Todos nós sabemos que a Google é uma das maiores empresas do mundo. Contudo, nós realmente entendemos o quanto isso pode afetar em nossas vidas? A PoliticoMagazine (PM) publicou um artigo mostrando que uma leve alteração de algoritmos pode, por exemplo, definir qual vai ser o candidato eleito após o voto popular.

Foram feitas várias pesquisas pela PM e pelo psicólogo Robert Epstein. Então, ficou claro que algumas mudanças feitas pela Google podem alterar a decisão de 20% de pessoas com voto indeciso — em alguns grupos demográficos, essa conta sobre para 80%.

Para entender como a companhia pode fazer isso, Epstein criou um buscador falso (chamado de Kadoodle) para entender como os resultados de diferentes buscas afetam a escolha de um candidato.

O teste era simples: os participantes realizaram pesquisas em três computadores. O primeiro PC favorecia o candidato A, o segundo PC favorecia o candidato B e o último era completamente neutro. Obviamente, as pessoas que pesquisaram e receberam resultados positivos sobre um possível eleito já tinham um escolhido para votar.

No final das contas, este político conseguiu quase 15% a mais dos votos — praticamente todos os indecisos

Outra pesquisa foi mais incisiva: utilizando candidatos reais, os participantes revelaram os votos antes do teste. Então, o passo anterior foi repetido, mas com um dos candidatos marcado para receber apenas resultados positivos. No final das contas, este político conseguiu quase 15% a mais dos votos — praticamente todos os indecisos.

O teste foi conduzido nos EUA. Por lá, o sistema político é diferente do brasileiro. São feitas muitas pesquisas e, além disso, a população é mais engajada ao pesquisar o tema. A pergunta que fica é: como seria se isso acontecesse no Brasil? Nós, eleitores, temos fontes suficientes para receber uma informação limpa — e não hoax de redes sociais — e segura?

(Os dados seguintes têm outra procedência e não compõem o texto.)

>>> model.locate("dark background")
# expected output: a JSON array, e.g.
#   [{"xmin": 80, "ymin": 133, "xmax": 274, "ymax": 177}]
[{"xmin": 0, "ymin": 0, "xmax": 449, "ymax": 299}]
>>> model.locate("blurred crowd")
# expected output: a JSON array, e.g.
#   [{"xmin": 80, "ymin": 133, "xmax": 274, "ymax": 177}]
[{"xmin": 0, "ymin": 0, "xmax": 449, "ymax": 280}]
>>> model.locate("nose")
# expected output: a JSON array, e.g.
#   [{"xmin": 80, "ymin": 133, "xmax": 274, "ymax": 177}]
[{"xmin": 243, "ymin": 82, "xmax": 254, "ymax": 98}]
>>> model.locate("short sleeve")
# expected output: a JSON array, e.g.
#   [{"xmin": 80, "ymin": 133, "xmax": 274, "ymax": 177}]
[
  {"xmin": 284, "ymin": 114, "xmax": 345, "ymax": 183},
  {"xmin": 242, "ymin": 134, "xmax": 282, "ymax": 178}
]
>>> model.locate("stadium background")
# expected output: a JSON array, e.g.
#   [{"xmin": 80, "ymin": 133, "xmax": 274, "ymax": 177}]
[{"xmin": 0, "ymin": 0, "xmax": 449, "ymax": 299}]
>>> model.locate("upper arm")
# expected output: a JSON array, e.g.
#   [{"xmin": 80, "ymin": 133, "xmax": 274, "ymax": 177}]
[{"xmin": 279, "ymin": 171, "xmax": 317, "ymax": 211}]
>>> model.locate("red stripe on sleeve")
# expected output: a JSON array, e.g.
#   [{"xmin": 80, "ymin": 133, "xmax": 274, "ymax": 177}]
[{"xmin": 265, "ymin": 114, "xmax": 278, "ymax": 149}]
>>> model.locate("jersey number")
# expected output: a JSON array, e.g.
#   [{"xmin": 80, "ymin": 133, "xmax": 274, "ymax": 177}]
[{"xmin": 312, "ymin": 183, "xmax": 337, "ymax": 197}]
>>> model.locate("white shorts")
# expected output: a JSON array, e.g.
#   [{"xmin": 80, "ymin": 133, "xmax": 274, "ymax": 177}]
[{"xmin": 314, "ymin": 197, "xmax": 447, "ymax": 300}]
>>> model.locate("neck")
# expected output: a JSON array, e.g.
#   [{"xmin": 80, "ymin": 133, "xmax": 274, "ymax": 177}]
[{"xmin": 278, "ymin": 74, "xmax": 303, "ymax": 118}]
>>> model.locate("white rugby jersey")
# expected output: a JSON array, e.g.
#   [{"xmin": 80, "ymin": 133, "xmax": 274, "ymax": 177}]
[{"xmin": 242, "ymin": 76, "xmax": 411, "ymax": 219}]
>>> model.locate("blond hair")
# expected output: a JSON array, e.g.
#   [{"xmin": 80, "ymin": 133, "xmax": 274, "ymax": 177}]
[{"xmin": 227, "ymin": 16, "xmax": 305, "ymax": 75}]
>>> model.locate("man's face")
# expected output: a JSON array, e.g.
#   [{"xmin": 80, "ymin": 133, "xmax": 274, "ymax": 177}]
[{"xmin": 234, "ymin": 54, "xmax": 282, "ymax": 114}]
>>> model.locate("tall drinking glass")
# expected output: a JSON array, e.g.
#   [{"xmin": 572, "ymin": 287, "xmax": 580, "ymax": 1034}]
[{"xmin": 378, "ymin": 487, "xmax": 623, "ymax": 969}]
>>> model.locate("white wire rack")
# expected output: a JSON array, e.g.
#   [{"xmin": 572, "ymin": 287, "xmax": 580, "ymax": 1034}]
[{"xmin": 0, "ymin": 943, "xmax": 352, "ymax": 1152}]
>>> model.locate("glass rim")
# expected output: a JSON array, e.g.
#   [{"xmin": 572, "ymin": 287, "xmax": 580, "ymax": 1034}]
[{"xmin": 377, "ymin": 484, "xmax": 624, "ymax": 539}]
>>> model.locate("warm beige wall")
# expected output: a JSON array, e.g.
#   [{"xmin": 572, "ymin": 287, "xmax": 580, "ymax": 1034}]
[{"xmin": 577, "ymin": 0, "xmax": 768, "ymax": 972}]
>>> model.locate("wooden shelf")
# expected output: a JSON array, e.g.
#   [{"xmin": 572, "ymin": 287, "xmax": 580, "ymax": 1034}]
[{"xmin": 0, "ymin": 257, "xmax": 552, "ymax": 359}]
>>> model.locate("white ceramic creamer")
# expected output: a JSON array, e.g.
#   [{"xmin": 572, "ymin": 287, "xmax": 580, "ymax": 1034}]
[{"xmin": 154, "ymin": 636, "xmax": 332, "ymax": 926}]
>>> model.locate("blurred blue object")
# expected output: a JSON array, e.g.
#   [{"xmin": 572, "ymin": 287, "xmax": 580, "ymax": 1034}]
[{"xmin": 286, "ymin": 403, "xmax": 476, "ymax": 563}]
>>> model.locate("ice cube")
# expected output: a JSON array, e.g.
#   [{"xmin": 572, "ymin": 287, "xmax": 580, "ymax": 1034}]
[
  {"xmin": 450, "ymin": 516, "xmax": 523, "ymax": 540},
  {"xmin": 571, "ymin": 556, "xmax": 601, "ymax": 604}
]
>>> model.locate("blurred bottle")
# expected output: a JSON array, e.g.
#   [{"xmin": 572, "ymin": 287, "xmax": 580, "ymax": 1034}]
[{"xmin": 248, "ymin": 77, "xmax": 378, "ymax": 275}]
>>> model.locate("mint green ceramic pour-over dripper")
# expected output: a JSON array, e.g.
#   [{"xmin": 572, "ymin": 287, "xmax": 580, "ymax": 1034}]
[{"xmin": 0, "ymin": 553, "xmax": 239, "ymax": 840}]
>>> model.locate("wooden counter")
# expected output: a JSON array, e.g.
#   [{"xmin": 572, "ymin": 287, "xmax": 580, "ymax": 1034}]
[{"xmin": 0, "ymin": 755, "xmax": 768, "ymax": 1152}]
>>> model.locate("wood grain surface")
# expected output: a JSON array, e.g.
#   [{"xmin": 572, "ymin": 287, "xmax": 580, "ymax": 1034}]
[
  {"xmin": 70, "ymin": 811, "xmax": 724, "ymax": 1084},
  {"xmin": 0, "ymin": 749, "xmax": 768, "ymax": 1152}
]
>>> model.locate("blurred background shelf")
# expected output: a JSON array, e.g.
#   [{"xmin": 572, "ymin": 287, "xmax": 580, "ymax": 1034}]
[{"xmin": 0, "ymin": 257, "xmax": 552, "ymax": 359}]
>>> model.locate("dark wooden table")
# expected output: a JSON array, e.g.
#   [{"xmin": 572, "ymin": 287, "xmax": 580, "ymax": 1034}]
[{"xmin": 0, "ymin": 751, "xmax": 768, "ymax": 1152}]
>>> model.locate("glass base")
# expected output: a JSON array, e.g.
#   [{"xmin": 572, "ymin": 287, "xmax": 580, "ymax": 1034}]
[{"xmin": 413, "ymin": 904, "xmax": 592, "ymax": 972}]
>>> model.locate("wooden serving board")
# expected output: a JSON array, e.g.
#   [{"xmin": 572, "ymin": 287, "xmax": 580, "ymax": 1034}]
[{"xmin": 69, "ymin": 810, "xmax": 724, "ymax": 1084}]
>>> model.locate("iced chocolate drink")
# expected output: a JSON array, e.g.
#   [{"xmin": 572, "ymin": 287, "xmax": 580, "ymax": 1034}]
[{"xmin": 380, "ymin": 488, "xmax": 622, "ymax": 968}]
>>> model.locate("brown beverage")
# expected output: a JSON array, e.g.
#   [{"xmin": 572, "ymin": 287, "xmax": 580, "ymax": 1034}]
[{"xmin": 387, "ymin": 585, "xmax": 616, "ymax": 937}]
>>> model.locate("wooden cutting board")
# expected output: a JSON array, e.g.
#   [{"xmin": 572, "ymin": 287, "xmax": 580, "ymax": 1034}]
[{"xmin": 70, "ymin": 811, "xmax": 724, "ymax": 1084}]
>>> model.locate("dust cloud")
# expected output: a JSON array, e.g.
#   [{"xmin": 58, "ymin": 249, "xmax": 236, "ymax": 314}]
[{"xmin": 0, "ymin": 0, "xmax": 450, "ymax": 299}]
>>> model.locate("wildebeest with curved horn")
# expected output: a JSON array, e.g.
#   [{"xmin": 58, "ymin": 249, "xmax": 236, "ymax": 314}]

Como notamos no artigo, em nenhum momento é citado que a Google realmente faz isso. Contudo, é interessante para entendermos qual é a força da ferramenta de buscas mais utilizada no mundo. 

Atualização

A Google entrou em contato com o TecMundo para uma declaração sobre o assunto. Acompanhe abaixo:

"Não há nenhum fato verídico na hipótese levantada pelo senhor Epstein de que o Google poderia trabalhar secretamente para influenciar o resultado de uma eleição. O Google nunca alterou a classificação dos seus resultados de busca em nenhum dos tópicos pesquisados pelos usuários (incluindo eleições) para manipular a opinião pública. Mais que isso, nós não produzimos nenhum ranking específico para eleições ou candidatos políticos. Desde o início, nosso objetivo com a busca é fornecer as respostas e resultados mais relevantes para nossos usuários e qualquer alteração nesta conduta acarretaria na diminuição da confiança em nossos resultados e, por consequência, em nossa empresa".